Маленькая Гаррис стояла перед судом, немного отступив, и смотрела на капеллана с благодарностью.
— Он сказал мне: я печалюсь о вас, отец, вы стоите с Библией между ненавистью и ненавистью, между белым и белым, между братьями. Вчера бог избрал черного, чтобы вразумить меня и сказать: здесь нужен пастырь! Зажженную свечу ставят не под спудом, а в подсвечнике, чтобы светила всем.
— Не говорил ли он о падчерице, о Джуди?
— Бингам умирал с тревогой о вдове, о Джуди и детях,
— Гаррисы позаботятся о них, ваша честь! — сказал мэр.
— Суд ждет, капеллан, — допытывался Гарфилд.
— Мне нечего сказать, генерал. Умирающий открыл мне то же, что и полковнику Турчину. У него не было разных слов для мира и для духовника.
Если бы на площадь ворвались кавалеристы Хелма и голова Джека Гарриса показалась в судейском окне, потрясение не было бы так велико. Гарфилд с трудом утихомирил зал; теперь шумели за дверью, слышался топот ног на лестнице, окрики и препирательства.
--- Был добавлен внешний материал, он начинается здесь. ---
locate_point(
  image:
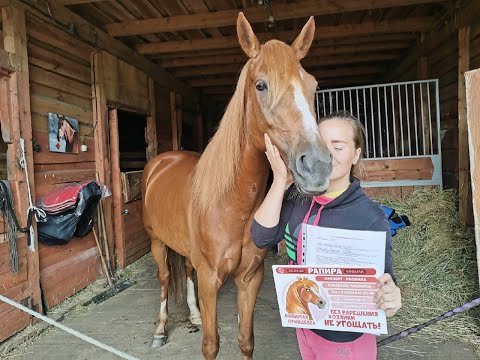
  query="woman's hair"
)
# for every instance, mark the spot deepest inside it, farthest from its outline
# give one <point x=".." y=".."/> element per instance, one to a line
<point x="358" y="130"/>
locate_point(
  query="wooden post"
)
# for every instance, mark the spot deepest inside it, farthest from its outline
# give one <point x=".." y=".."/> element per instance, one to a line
<point x="463" y="66"/>
<point x="102" y="154"/>
<point x="173" y="115"/>
<point x="151" y="138"/>
<point x="472" y="83"/>
<point x="116" y="188"/>
<point x="15" y="42"/>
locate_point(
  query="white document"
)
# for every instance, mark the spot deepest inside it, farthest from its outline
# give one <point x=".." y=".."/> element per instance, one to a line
<point x="335" y="289"/>
<point x="333" y="247"/>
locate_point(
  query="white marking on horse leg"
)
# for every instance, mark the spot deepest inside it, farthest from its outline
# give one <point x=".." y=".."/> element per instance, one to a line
<point x="309" y="121"/>
<point x="195" y="318"/>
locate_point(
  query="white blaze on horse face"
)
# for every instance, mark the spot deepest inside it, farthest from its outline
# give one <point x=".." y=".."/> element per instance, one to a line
<point x="309" y="122"/>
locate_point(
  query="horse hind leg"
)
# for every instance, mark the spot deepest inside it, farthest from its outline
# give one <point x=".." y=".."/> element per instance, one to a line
<point x="246" y="298"/>
<point x="194" y="317"/>
<point x="159" y="252"/>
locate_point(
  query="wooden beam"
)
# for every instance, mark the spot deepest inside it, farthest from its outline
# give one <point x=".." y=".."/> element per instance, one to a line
<point x="322" y="32"/>
<point x="464" y="202"/>
<point x="56" y="3"/>
<point x="15" y="42"/>
<point x="321" y="74"/>
<point x="63" y="18"/>
<point x="310" y="64"/>
<point x="231" y="63"/>
<point x="472" y="84"/>
<point x="253" y="14"/>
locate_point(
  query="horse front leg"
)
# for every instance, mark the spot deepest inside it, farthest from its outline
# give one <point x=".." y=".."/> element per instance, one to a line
<point x="159" y="252"/>
<point x="194" y="317"/>
<point x="248" y="286"/>
<point x="208" y="285"/>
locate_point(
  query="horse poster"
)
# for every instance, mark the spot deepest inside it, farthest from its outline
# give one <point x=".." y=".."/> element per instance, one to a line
<point x="62" y="133"/>
<point x="335" y="288"/>
<point x="328" y="298"/>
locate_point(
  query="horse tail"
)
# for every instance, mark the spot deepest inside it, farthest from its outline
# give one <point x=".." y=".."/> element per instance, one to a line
<point x="178" y="278"/>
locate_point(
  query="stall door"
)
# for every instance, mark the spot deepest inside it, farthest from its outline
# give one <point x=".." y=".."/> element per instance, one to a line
<point x="128" y="157"/>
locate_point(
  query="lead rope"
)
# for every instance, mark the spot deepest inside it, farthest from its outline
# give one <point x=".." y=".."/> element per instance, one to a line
<point x="39" y="213"/>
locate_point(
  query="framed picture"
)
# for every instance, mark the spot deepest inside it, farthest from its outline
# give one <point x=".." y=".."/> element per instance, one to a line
<point x="62" y="133"/>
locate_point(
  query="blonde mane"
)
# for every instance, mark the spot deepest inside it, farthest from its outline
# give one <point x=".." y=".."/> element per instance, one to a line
<point x="218" y="166"/>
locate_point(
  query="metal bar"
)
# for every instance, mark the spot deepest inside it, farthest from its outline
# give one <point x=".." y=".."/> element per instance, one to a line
<point x="386" y="119"/>
<point x="437" y="98"/>
<point x="415" y="117"/>
<point x="358" y="110"/>
<point x="380" y="85"/>
<point x="323" y="99"/>
<point x="408" y="122"/>
<point x="379" y="123"/>
<point x="423" y="120"/>
<point x="366" y="124"/>
<point x="430" y="120"/>
<point x="401" y="118"/>
<point x="372" y="117"/>
<point x="394" y="121"/>
<point x="351" y="105"/>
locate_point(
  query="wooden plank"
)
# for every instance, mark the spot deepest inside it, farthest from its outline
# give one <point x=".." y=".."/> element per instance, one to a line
<point x="101" y="40"/>
<point x="472" y="84"/>
<point x="322" y="32"/>
<point x="131" y="185"/>
<point x="116" y="189"/>
<point x="464" y="203"/>
<point x="152" y="142"/>
<point x="56" y="63"/>
<point x="102" y="152"/>
<point x="15" y="41"/>
<point x="227" y="62"/>
<point x="43" y="105"/>
<point x="174" y="119"/>
<point x="253" y="14"/>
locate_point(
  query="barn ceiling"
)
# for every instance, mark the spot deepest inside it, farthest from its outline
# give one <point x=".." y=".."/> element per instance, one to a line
<point x="356" y="42"/>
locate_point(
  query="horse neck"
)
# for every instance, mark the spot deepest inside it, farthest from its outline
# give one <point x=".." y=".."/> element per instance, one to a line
<point x="252" y="174"/>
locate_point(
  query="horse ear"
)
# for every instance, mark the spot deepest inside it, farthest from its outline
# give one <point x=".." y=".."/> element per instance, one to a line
<point x="302" y="43"/>
<point x="246" y="37"/>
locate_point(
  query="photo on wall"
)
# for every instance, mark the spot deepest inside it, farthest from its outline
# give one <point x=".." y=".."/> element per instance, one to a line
<point x="62" y="133"/>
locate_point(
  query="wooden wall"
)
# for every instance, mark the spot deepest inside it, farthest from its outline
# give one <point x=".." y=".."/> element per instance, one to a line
<point x="60" y="81"/>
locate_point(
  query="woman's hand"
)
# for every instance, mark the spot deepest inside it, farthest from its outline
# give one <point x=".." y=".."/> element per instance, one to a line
<point x="280" y="173"/>
<point x="388" y="296"/>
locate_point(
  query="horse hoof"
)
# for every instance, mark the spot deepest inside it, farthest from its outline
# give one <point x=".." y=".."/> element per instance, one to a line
<point x="196" y="320"/>
<point x="159" y="341"/>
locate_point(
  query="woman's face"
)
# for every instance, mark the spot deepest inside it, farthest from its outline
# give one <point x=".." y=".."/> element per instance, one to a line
<point x="338" y="134"/>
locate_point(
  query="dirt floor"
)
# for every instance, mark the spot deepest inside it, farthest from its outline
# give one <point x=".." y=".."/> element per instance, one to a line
<point x="126" y="321"/>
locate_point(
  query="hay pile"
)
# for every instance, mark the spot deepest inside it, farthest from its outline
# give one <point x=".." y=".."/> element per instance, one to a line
<point x="435" y="263"/>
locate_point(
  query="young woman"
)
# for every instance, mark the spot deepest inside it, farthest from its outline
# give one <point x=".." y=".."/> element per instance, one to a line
<point x="344" y="206"/>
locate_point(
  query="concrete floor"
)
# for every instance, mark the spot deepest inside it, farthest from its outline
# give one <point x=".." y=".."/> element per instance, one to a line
<point x="127" y="322"/>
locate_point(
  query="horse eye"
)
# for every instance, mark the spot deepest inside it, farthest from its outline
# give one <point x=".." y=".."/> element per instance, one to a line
<point x="260" y="85"/>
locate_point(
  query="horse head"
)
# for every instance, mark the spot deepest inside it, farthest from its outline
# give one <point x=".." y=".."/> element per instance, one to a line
<point x="279" y="100"/>
<point x="307" y="290"/>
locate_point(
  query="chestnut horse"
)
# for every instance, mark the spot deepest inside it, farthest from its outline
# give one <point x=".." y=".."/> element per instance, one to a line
<point x="201" y="207"/>
<point x="301" y="293"/>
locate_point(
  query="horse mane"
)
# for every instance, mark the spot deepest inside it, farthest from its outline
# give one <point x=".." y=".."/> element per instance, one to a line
<point x="218" y="166"/>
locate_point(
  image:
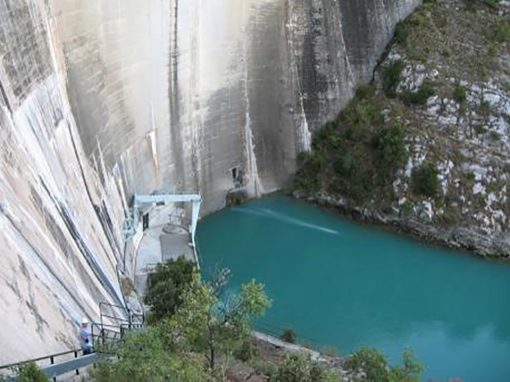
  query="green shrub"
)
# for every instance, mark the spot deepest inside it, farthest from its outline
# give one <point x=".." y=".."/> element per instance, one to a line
<point x="144" y="356"/>
<point x="289" y="335"/>
<point x="460" y="93"/>
<point x="372" y="362"/>
<point x="391" y="149"/>
<point x="391" y="77"/>
<point x="246" y="350"/>
<point x="166" y="287"/>
<point x="425" y="181"/>
<point x="420" y="97"/>
<point x="29" y="372"/>
<point x="364" y="92"/>
<point x="401" y="33"/>
<point x="307" y="175"/>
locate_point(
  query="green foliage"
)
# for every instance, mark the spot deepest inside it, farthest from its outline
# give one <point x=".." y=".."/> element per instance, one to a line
<point x="391" y="149"/>
<point x="375" y="365"/>
<point x="246" y="350"/>
<point x="289" y="335"/>
<point x="460" y="93"/>
<point x="371" y="361"/>
<point x="143" y="356"/>
<point x="309" y="167"/>
<point x="167" y="285"/>
<point x="391" y="77"/>
<point x="217" y="326"/>
<point x="299" y="367"/>
<point x="425" y="181"/>
<point x="29" y="372"/>
<point x="419" y="97"/>
<point x="401" y="33"/>
<point x="356" y="155"/>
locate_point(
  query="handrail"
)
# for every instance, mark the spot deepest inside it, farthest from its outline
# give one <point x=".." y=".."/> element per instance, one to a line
<point x="39" y="359"/>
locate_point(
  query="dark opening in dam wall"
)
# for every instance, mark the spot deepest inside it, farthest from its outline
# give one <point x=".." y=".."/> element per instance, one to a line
<point x="103" y="99"/>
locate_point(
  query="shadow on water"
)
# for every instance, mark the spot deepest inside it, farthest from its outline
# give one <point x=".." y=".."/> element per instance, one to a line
<point x="347" y="285"/>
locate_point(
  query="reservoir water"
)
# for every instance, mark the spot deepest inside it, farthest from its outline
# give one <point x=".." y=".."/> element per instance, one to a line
<point x="344" y="285"/>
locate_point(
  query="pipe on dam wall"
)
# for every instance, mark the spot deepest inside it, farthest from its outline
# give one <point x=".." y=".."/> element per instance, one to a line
<point x="101" y="99"/>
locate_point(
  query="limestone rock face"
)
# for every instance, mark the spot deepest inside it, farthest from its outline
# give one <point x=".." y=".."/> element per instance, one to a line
<point x="101" y="99"/>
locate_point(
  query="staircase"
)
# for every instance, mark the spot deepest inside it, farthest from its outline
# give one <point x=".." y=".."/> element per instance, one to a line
<point x="114" y="322"/>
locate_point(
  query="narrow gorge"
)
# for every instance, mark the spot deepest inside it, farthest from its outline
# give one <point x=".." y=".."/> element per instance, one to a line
<point x="104" y="99"/>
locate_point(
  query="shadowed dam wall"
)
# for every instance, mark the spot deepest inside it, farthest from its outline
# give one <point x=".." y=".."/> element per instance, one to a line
<point x="100" y="99"/>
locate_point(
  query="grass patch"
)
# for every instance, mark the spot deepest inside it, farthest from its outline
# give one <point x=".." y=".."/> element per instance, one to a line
<point x="460" y="94"/>
<point x="425" y="181"/>
<point x="419" y="97"/>
<point x="391" y="77"/>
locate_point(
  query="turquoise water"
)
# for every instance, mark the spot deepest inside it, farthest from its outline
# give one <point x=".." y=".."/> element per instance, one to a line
<point x="345" y="285"/>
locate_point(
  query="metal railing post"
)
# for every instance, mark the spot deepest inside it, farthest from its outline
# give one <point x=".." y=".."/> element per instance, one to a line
<point x="52" y="361"/>
<point x="76" y="356"/>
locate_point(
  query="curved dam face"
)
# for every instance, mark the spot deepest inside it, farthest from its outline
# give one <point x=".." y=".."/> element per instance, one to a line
<point x="101" y="99"/>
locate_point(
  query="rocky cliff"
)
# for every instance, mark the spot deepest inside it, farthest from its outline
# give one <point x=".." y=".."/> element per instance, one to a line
<point x="430" y="137"/>
<point x="101" y="99"/>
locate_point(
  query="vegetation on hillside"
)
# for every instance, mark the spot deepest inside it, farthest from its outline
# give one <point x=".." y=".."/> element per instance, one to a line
<point x="357" y="155"/>
<point x="166" y="287"/>
<point x="206" y="336"/>
<point x="406" y="140"/>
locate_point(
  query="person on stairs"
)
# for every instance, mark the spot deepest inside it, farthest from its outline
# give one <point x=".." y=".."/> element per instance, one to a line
<point x="85" y="337"/>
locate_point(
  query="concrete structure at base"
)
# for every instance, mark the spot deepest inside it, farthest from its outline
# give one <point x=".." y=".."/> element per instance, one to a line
<point x="103" y="99"/>
<point x="166" y="233"/>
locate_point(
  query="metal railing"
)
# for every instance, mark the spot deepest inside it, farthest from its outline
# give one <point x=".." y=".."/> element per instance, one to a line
<point x="105" y="337"/>
<point x="53" y="364"/>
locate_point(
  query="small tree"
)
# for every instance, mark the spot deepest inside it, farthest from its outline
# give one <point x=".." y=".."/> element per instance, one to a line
<point x="143" y="356"/>
<point x="214" y="324"/>
<point x="167" y="285"/>
<point x="289" y="335"/>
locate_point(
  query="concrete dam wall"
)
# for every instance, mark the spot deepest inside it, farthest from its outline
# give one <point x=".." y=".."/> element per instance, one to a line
<point x="101" y="99"/>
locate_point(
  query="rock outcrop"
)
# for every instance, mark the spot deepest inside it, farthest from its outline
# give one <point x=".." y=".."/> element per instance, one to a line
<point x="101" y="99"/>
<point x="447" y="84"/>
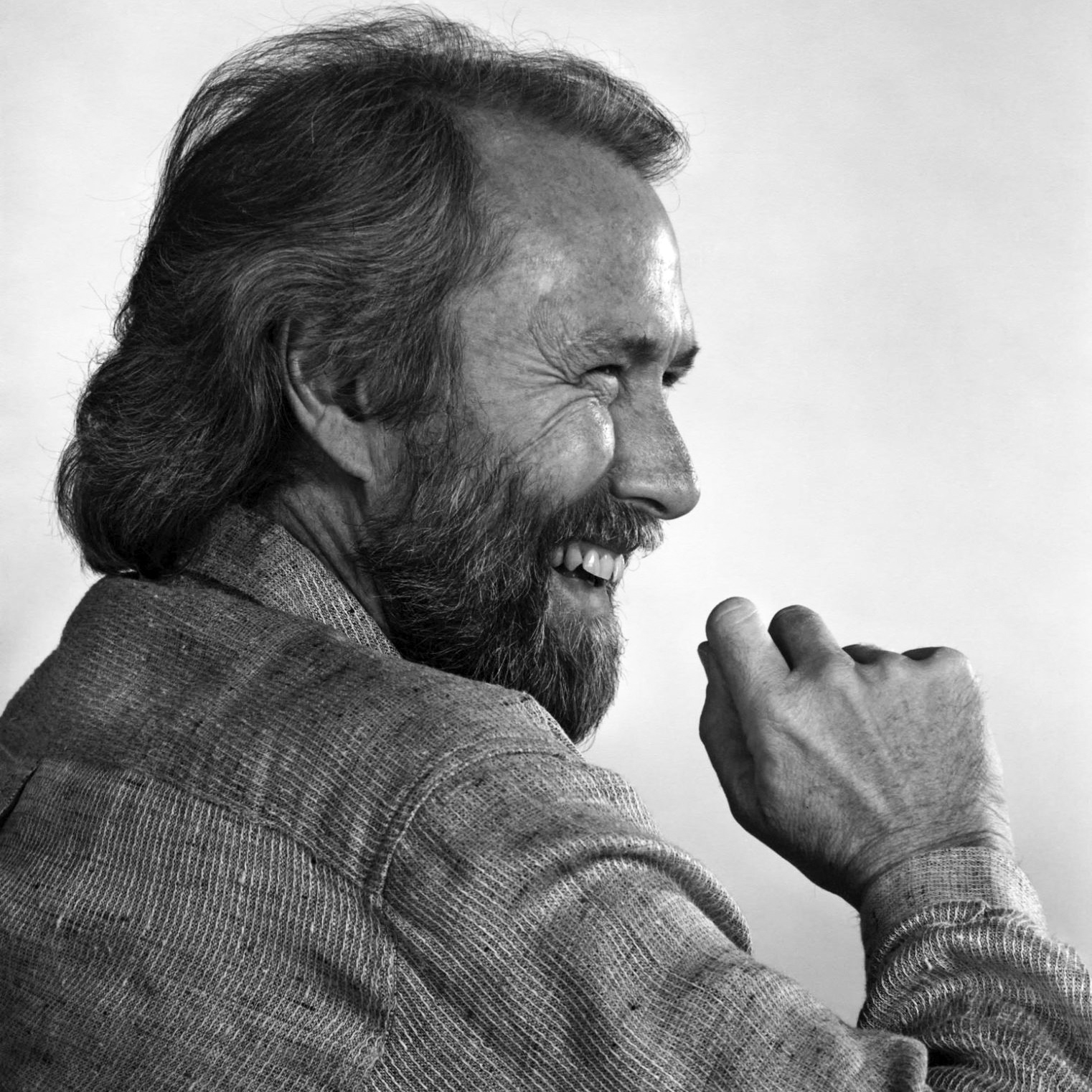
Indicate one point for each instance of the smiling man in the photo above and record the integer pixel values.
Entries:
(295, 804)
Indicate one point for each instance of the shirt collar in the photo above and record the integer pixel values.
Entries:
(260, 558)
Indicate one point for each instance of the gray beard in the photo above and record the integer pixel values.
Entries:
(461, 564)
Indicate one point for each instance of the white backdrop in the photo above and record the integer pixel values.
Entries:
(887, 245)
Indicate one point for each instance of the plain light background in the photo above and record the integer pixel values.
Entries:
(887, 247)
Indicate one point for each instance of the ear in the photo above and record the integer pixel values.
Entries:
(358, 443)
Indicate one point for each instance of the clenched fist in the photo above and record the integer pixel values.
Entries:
(847, 761)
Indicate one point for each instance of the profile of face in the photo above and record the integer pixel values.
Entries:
(502, 546)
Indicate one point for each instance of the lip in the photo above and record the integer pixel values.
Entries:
(579, 596)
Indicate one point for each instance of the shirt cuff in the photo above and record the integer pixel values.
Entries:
(973, 875)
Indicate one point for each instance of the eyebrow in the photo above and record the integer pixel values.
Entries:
(637, 349)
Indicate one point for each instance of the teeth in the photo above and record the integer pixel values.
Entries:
(594, 560)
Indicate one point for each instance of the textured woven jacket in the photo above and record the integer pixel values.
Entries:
(245, 845)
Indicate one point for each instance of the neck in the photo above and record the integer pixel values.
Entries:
(324, 518)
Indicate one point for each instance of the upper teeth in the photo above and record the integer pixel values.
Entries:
(598, 560)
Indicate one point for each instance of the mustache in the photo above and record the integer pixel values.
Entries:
(602, 518)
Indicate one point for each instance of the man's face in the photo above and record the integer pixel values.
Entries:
(500, 557)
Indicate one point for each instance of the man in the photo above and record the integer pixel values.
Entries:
(295, 804)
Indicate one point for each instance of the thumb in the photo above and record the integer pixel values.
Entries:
(742, 648)
(721, 730)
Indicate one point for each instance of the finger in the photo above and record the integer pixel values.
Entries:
(742, 648)
(865, 653)
(722, 734)
(801, 637)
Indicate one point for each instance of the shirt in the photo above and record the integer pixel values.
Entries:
(245, 845)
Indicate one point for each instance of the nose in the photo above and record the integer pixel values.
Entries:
(652, 468)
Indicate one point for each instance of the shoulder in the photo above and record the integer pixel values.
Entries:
(272, 717)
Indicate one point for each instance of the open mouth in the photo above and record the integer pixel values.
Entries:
(590, 563)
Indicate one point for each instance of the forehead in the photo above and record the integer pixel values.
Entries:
(587, 240)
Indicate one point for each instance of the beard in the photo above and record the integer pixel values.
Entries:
(462, 564)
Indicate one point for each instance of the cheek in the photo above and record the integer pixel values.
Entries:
(571, 449)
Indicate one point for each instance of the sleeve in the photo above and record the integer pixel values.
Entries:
(550, 939)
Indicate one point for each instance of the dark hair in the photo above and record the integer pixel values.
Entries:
(329, 173)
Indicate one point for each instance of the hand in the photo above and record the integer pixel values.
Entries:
(847, 761)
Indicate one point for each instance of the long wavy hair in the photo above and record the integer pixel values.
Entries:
(329, 174)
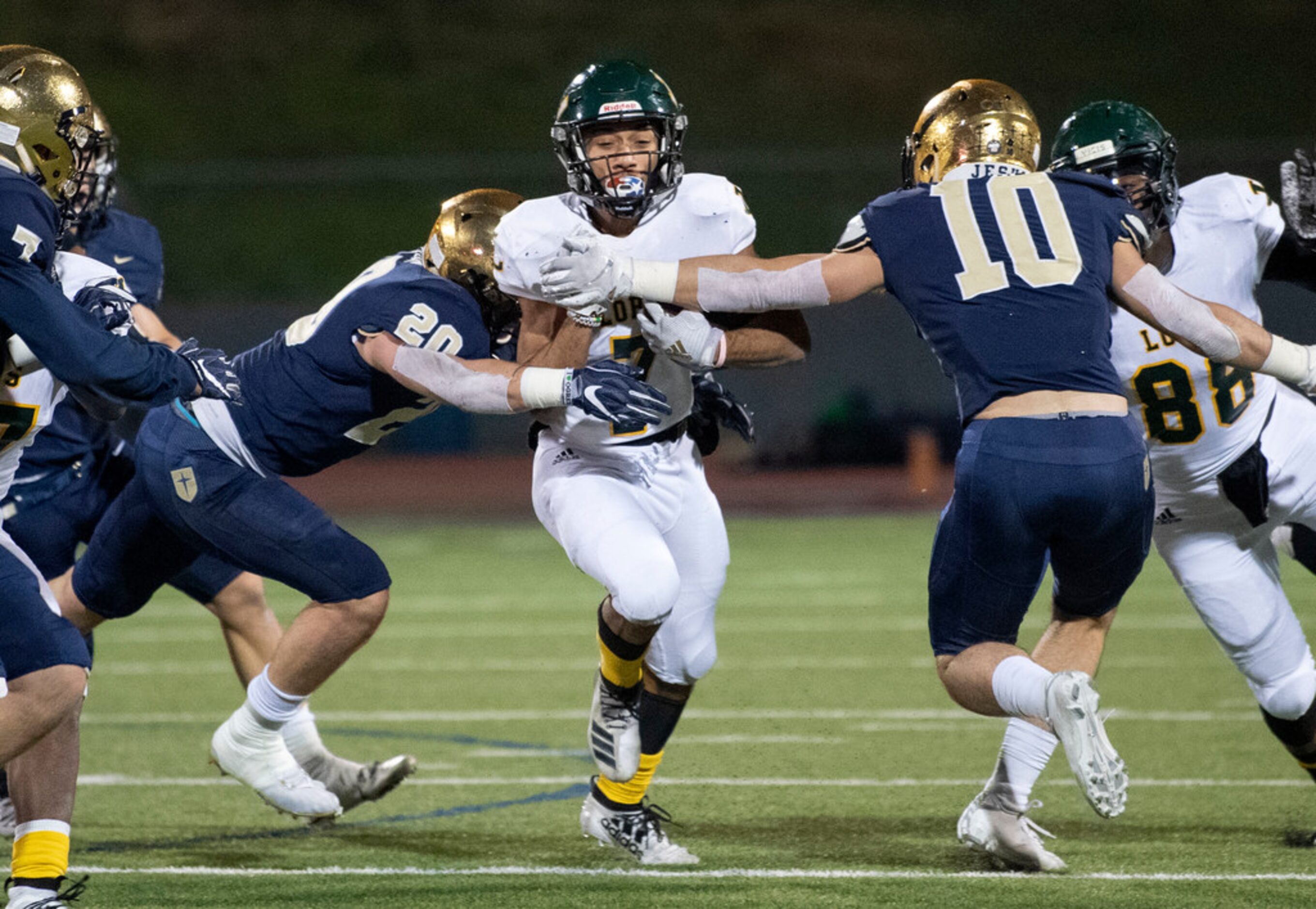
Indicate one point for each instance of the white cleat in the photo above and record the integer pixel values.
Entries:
(613, 737)
(41, 897)
(8, 820)
(357, 783)
(257, 755)
(637, 832)
(1072, 711)
(989, 825)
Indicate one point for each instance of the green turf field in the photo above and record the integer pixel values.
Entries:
(820, 762)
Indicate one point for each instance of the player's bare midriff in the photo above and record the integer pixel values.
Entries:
(1055, 402)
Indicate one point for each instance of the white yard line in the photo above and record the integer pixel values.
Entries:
(770, 874)
(418, 625)
(754, 783)
(940, 714)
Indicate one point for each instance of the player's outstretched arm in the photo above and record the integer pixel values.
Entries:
(74, 347)
(609, 390)
(589, 273)
(744, 340)
(1216, 331)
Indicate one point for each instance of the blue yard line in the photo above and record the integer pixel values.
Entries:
(454, 740)
(574, 791)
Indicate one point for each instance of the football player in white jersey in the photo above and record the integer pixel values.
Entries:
(633, 509)
(1234, 452)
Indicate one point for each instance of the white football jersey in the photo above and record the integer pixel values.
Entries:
(1199, 415)
(707, 216)
(28, 402)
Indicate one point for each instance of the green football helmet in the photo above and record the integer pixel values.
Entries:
(1116, 139)
(610, 95)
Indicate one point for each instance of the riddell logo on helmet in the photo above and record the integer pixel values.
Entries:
(1103, 149)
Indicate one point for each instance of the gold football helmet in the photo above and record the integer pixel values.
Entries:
(461, 249)
(975, 121)
(46, 125)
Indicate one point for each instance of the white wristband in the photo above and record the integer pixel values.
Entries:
(653, 280)
(544, 388)
(1289, 362)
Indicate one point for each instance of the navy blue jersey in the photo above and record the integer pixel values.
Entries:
(132, 247)
(310, 398)
(66, 339)
(1006, 277)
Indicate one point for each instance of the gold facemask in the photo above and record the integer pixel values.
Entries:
(46, 127)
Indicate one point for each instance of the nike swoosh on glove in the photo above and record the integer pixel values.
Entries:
(613, 392)
(214, 372)
(108, 305)
(1298, 194)
(686, 338)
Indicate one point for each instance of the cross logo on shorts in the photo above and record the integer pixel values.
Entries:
(185, 484)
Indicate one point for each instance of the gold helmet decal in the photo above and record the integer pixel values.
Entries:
(975, 121)
(46, 125)
(461, 249)
(463, 238)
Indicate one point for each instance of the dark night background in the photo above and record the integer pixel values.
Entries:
(282, 147)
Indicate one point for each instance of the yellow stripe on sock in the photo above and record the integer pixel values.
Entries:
(624, 674)
(633, 789)
(41, 854)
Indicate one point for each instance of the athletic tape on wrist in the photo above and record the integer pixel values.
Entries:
(653, 280)
(798, 288)
(544, 388)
— Вы хотите сказать, капеллан, что насилия над Джуди не было, а было принуждение господ и запугивание черной девушки?
— Так сказал мне негр.
— Это не было горячечным бредом?
— Он отходил с ясным умом, генерал.
Распахнулись двери, за порогом толпились люди; караульный офицер, капитаны Раффен и Джеймс Гатри, солдаты, Авраам и другие негры — босые, в изодранных штанах и рубахах.